I dunno, he sighs. I figgered ifn I could calm her down we could mebbe ride her outa here.
What? Leave this town? I could never do that, you fool! Anyway, she adds, glaring with seething fury at the dampness that has crept upon his cheeks, thet aint why.
He says nothing and she slaps him. So hard she knocks his hat off and her own dark bun is tipped askew. Outside, it sounds like the whole town is being torn apart, and inside his breast it feels that way too, for he has beheld the strands of orange curls peeking out beneath the unsettled bun.
And then the uproar suddenly subsides and the men come piling back into the jailhouse, heated up and blustery with the excitement of their kill, a turbid blur before his eyes of hats and hair and noses.
Whoa, sheriff! Yu shoulda witnessed the way thet crazy mare tuck out yer gallows!
Turned the whole bizness inta nuthin but a passel a toothpicks!
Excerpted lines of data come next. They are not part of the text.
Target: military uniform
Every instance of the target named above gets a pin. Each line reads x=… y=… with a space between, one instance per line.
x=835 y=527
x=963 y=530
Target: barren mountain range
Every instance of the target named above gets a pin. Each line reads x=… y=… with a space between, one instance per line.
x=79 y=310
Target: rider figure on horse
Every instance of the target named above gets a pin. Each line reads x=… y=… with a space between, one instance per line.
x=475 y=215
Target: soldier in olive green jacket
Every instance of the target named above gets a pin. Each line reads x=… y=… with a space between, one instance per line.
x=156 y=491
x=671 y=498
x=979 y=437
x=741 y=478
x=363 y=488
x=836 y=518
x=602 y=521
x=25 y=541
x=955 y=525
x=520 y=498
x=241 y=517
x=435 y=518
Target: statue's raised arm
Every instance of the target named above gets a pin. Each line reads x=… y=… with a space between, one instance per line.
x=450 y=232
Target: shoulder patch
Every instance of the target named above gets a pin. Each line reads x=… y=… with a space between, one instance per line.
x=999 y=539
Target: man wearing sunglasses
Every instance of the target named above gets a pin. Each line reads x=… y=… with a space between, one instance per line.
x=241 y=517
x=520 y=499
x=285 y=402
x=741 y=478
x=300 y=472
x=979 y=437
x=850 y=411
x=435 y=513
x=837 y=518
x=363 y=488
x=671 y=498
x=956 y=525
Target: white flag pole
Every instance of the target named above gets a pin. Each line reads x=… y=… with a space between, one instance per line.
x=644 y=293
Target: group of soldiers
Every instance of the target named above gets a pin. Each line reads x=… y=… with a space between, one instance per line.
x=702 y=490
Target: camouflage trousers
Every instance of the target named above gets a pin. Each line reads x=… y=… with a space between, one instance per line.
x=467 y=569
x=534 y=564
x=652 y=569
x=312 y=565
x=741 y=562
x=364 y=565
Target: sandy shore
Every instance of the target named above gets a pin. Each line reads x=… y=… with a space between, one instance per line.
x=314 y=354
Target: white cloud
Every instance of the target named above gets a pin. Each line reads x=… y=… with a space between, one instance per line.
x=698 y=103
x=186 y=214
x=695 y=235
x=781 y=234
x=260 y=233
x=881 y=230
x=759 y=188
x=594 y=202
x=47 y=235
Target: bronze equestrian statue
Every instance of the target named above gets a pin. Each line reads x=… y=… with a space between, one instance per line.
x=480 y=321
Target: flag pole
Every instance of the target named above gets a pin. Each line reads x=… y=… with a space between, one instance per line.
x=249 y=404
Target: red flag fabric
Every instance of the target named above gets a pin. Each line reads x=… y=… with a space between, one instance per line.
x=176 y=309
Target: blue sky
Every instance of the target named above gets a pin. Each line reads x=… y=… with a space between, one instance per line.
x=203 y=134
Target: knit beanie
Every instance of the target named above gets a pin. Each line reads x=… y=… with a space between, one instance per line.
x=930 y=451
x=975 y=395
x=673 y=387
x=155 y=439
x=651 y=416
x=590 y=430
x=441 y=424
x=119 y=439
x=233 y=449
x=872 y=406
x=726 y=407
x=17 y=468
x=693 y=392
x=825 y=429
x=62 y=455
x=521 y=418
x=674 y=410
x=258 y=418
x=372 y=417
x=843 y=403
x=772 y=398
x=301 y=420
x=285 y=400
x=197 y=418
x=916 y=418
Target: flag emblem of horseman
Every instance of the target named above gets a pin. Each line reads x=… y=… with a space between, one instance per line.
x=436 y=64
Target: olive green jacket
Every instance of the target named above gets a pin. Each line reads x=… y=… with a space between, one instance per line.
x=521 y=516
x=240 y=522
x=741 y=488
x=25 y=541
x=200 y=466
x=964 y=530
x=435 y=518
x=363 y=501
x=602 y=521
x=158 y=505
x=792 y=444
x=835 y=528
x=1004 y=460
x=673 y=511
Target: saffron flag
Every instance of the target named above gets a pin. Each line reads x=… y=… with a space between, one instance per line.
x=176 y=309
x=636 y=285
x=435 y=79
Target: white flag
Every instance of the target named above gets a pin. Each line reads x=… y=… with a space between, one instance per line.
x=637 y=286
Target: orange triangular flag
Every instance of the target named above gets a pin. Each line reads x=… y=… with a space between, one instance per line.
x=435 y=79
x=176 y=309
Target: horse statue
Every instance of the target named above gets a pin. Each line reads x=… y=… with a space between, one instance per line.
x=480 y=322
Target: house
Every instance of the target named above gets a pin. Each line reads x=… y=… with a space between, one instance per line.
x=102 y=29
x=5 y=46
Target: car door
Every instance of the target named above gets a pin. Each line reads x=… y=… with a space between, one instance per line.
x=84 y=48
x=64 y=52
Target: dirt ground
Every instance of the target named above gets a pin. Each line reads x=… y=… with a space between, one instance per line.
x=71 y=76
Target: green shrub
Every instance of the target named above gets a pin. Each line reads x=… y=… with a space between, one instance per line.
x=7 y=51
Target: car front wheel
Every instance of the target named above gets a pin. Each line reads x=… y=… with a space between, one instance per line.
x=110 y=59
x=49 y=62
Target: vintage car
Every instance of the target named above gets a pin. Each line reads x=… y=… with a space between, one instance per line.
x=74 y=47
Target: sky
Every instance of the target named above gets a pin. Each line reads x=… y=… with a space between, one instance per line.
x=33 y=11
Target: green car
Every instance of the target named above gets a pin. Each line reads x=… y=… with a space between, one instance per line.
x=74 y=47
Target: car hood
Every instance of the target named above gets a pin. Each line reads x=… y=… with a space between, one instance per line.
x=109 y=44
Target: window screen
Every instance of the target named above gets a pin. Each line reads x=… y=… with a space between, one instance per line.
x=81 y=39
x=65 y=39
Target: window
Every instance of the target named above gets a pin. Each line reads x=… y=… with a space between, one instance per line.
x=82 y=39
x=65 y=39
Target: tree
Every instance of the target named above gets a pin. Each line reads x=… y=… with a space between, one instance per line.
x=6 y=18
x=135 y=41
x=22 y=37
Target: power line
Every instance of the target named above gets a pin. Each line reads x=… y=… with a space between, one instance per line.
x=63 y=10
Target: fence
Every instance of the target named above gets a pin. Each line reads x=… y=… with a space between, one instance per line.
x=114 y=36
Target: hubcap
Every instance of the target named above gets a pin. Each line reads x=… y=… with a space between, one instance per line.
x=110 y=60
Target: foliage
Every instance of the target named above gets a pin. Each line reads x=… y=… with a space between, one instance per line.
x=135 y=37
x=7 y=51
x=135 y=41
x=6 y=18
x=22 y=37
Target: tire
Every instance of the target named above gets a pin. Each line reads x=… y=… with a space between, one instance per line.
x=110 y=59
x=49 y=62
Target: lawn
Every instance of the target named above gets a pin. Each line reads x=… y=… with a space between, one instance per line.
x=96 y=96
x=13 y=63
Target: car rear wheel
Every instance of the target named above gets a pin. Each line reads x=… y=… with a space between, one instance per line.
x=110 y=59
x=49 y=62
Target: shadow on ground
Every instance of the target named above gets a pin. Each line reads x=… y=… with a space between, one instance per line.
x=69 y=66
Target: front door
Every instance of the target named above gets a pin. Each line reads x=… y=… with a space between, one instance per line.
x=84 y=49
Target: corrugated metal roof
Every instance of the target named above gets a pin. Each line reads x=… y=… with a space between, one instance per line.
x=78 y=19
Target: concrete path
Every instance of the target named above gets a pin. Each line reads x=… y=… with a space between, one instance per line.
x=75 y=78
Whoopee! Never seed the like!
Obstructin justice, she wuz!
And more holes in her by then than a cribbage board!
She never even tried t’run. It wuz like she wuz plumb heart-sick’n jest hankerin t’cash in!
But it warnt easy! Thought we’d never bring the ole nag down!
Pumped everthin I had inta the colicky critter!
Criminently! She wuz some goldurn hoss!
Course, now we gotta build thet dodrabbid thing all over agin so’s we kin string up this onfortunate buckaroo.
Aw hell, we’ll never git it done in time, thet damned mare has seed to thet. I say we jest fergit it’n go git drunk instead.
Now yu’re talkin, hombre. I wouldnt keer t’put down mebbe jest a jug or two.
Shore, they all agree. Let him go. He aint hardly done nuthin wrong.
No, boys, says the saloon chanteuse, taking the dark bun off to shake her ginger locks loose, one ruby-tipped breast now bouncing free from her undone bodice, yu caint do thet. The scrofulous varmint is broke the lawr and he’s gotta pay fer it.
Aw, Belle, he aint but only a killer, hoss thief, cattle rustler, trainrobber, ‘n card cheat, whutsa harm in thet?
The sumbitch jilted me, she says bitterly. Hangin’s too good fer him.
The men glance wearily at one another, their shoulders sagging. Shit. Yu shore, Belle?
I’m shore.
Awright. Better go rustle up some hammers’n nails, I reckon.
Thet wood out thar’s all kicked t’smithers. We’ll hafta rip down the stables’n start over.
Sorry, sheriff, says a baggy-eyed oldtimer with a scar running across his bulbous nose from ear to ear like a clothesline for his beard, and now wearing the deputy’s badge. Aint nuthin we kin do. He strips him of his sheriff’s star and weapons. Better git yer pore fucked butt inta thet cell thar, whut’s left of it, and behave yerself whilst we git on with whut we hafta do.
Whutsamatter with him anyhow, deppity? someone asks and they all turn toward him. He’s watching her fasten the ruby pin into place in her pierced cheek. And reflecting on how he was never really cut out for the civilized life and how considering for a moment that he might be was a weakness and a flaw in him, a fatal one as it turns out. The jasper looks like a mule jest kicked him in the cods.
It’s Belle. Seein her fitted out like thet.